Too funny, Elizabeth. You know where I grew up; after that, I can tolerate quite a bit. But not level 4. That's even beyond me.

Elizabeth said...

I love the term "gutterball" I will always think of that during beer drinking (football) season! Can I steel it? Julie, you and I handled germs and grossness with grace! Do you remember swimming in the lake? I know I used to drink that murky water. : )

julie said...

Yep, it was impossible not to. And speaking of maggots, remember the sinking log? All covered in slimy moss, and we used to slide down it and use it as a diving board. I don't know if I could do that now, the grossness factor would just be too strong. Had to be good for our immune systems, though :)

Elizabeth said...

What is everyone's take on "double dippers"? You know, the friend you take to lunch at your favorite mexican restaurant. He/she takes a bite of a chip then dips it back in to the salsa...Some people don't seem to mind.
Julie, I still remember how that log feels. Justin was smart - we could never coax him out there : ) I must say, when I look at pictures of us, we actually look dirtier than the lake!

julie said...

Yeah, Justin was probably smarter than we thought.

Re. chips, I'm mostly with this guy: it's like putting your whole mouth right in the bowl!
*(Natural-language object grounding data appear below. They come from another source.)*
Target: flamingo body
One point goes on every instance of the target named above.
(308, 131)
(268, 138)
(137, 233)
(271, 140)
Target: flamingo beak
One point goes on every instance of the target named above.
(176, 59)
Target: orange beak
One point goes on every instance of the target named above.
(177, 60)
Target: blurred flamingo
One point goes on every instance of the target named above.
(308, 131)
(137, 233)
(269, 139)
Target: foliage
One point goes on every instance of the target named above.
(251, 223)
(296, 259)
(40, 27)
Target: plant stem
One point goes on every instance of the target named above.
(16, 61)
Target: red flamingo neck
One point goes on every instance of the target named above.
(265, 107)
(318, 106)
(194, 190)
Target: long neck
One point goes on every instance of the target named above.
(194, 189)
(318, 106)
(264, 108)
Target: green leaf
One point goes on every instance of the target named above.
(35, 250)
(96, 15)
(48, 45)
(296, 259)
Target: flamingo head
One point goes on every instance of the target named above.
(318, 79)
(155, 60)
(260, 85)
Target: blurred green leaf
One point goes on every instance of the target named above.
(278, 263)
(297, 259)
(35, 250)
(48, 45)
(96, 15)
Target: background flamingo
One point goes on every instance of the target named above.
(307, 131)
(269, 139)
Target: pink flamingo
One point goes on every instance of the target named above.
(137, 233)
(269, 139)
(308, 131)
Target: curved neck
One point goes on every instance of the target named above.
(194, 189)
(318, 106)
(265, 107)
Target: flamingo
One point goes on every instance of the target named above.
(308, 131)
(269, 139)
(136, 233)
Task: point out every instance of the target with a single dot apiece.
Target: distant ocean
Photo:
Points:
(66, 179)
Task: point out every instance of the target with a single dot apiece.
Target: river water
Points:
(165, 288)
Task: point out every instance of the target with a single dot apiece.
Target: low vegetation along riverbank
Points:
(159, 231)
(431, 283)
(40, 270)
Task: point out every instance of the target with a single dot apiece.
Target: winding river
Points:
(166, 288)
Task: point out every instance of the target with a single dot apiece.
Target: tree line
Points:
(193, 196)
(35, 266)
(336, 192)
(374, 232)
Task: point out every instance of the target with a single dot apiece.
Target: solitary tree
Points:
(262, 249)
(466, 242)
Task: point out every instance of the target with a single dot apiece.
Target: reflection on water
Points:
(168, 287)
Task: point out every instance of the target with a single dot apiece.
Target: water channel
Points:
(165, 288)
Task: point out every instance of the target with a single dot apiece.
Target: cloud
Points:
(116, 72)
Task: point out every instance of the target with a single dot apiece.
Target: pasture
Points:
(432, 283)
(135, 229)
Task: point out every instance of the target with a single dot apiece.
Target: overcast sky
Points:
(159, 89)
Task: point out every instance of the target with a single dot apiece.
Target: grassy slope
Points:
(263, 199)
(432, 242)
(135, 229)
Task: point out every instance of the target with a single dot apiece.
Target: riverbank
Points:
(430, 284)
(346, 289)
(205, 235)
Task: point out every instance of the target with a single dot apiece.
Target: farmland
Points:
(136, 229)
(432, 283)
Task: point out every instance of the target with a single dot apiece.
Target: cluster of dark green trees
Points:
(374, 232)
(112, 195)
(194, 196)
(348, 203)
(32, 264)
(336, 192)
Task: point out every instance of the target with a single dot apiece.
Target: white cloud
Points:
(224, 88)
Terri Talley Venters said...

I use to be a 3, but now I consider myself a 2.5 (since j had kids) More entertaining, is my brother who warped from a 4+ to a 1! He keeps Lysol by the door for guest shoes. Even though they come off. He once gave my parents his nice kithen cooking utensils. We jest that they fe on his clean floor. =) my sister in law says when he goes out of town, she can relax, even with a dirty dish in the sink. Noone else in the family is like this, thank goodness.